Permitting required getting through reviews of listed dragonfly larvae, the Clubtail Dragonfly, that could potentially be found in Kirby Brook which required continuously flowing water through the site, as well as the potential impacts of driving heavy equipment over the invasive knotweed which can displace it to new areas downstream. Once permitted by US Army Corps, CT DEEP and the Township of Washington Inland Wetlands, work was started and completed in August 2024 during low flow conditions.

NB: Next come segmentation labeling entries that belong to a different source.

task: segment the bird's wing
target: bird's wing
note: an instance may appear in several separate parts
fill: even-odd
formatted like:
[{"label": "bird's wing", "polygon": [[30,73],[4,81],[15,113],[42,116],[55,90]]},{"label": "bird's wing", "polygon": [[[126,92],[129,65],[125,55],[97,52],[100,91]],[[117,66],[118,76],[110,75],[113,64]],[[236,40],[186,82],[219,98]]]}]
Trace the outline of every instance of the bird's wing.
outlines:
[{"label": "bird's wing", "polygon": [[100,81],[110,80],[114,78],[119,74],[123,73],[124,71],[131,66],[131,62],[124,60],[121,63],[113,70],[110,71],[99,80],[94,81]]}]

(Above: the completed restoration. Trout can now move through each small pool and easily enter the culvert to move upstream to spawning habitat or for thermal relief in warm months when the Shepaug River hits the low 70 degrees.)
To accomplish the restoration plan, the channel above the culvert was restored and a boulder crossvein was buried in a riffle that directs flows into the right side (looking downstream) side of the culvert. That ensures in low flows that all water is in a single box of the two boxes to help fish swim upstream. Additionally, on the immediate downstream side of this culvert, Trout Scapes first installed an 8oz. geotextile and then built a straight boulder sill to slightly back up water inside the culvert. A deep pool was created followed by another touching boulder crossvein which was continued two additional times between the culvert exit and the Shepaug River for a total of three pools. There is excellent forest canopy directly over where this stream enters the much larger Shepaug, preventing the numerous bald eagles and osprey from getting easy meals from above. Based on the fish we saw in talons every day flying by, we’d say the eagles and osprey had plenty of river to hunt without this area of what can be heavy concentrations of trout in summer months.
(Below: building a rock sill directly against the culvert bottom on the downstream exit from the concrete culvert using geotextile fabric to ensure water cannot move between the two when done)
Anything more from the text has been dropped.